Non-Gaussian Multivariate Process Capability Based on the Copulas Method: An Application to Aircraft Engine Fan Blades

Abstract

Abstract Process capability indices (PCIs) are major tools in geometric dimensioning and tolerancing (GD&T) for quantifying the production quality, monitoring production, or prioritizing projects. Initially, PCIs were constructed for studying each characteristic of the process independently. Then, they have been extended to analyze several dependent characteristics simultaneously. Nowadays, with the increasing complexity of the production parts, for example, in aircraft engines, the conformity of one part may rely on the conformity of hundreds of characteristics. Also, because those characteristics are dependent, it may be misleading to make decisions based only on univariate PCIs.

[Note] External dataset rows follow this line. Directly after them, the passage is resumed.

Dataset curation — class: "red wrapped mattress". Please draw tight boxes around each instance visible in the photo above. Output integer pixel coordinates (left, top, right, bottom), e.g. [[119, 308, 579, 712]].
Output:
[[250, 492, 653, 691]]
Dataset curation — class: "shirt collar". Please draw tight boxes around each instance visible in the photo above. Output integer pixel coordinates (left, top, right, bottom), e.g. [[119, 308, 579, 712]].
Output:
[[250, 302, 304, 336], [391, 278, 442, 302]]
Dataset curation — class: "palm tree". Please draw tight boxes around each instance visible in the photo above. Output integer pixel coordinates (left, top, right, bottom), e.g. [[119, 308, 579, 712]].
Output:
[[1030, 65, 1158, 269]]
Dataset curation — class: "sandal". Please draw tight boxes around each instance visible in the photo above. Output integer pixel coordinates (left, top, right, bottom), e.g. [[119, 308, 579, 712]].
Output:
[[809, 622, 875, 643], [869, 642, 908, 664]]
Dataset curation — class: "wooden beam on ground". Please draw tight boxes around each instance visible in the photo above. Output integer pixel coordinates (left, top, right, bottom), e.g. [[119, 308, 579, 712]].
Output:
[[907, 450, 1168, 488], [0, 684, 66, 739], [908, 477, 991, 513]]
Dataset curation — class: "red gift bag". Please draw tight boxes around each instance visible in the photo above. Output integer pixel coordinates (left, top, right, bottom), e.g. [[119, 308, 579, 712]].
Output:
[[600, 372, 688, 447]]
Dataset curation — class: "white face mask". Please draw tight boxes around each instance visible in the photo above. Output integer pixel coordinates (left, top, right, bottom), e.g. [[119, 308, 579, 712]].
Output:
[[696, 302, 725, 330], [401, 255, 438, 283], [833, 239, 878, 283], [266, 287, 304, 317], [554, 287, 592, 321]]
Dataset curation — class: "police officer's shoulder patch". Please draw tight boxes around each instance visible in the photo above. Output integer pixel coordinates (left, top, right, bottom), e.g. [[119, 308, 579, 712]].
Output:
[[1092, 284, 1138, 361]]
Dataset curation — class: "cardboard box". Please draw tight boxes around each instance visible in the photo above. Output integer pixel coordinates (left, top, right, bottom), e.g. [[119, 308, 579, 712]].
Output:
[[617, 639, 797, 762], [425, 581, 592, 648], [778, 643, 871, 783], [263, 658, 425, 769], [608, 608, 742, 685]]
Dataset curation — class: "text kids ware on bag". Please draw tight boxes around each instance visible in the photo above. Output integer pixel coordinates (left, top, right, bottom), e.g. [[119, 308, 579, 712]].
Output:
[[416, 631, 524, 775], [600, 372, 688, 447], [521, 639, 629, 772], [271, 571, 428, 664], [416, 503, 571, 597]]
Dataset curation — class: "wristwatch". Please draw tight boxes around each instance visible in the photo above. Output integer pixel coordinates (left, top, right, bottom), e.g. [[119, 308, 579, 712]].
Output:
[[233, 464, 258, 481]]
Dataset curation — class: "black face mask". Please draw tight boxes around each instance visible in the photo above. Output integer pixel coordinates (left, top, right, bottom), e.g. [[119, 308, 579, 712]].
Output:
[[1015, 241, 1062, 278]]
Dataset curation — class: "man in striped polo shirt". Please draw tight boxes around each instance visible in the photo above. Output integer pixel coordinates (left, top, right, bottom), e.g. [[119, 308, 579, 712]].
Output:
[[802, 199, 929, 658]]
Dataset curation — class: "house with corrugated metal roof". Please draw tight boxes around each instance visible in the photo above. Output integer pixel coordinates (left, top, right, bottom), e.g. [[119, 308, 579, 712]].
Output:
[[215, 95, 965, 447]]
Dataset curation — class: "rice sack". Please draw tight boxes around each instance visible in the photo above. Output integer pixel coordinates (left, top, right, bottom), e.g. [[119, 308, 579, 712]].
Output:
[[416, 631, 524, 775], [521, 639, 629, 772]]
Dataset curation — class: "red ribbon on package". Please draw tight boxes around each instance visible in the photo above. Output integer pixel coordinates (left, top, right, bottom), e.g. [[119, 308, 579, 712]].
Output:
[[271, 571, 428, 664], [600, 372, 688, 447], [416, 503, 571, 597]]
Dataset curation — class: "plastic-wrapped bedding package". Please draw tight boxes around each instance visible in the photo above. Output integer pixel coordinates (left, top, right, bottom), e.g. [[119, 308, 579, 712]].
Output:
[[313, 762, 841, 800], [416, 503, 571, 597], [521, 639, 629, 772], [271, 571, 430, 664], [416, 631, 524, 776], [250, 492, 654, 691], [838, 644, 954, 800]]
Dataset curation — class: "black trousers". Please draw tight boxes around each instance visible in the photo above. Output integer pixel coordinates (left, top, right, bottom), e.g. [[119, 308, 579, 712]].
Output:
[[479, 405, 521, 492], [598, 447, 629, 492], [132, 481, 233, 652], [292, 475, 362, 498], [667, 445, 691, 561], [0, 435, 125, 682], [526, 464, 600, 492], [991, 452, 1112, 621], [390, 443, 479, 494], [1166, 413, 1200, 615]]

However, classical multivariate PCIs in the literature do not allow treating such amount of data efficiently, unless assuming Gaussian distribution, which may be false. Regarding those issues, we advocate for PCI based on some transformation of the conformity rates. This presents the advantage of being free from distributional assumptions, such as the Gaussian distribution. In addition, it has direct interpretation, allowing it to compare different processes. To estimate the PCIs of parts with hundreds of characteristics, we propose to use Vine Copulas. This is a very flexible class of models, which gives precise estimation even in high dimension. From an industrial perspective, the computation of the estimator can be costly. To answer this point, one explains how to compute a lower bound of the proposed PCI, which is faster to calculate. We illustrate our method adaptability with simulations under Gaussian and non-Gaussian distributions. We apply it to compare the production of fan blades of two different factories.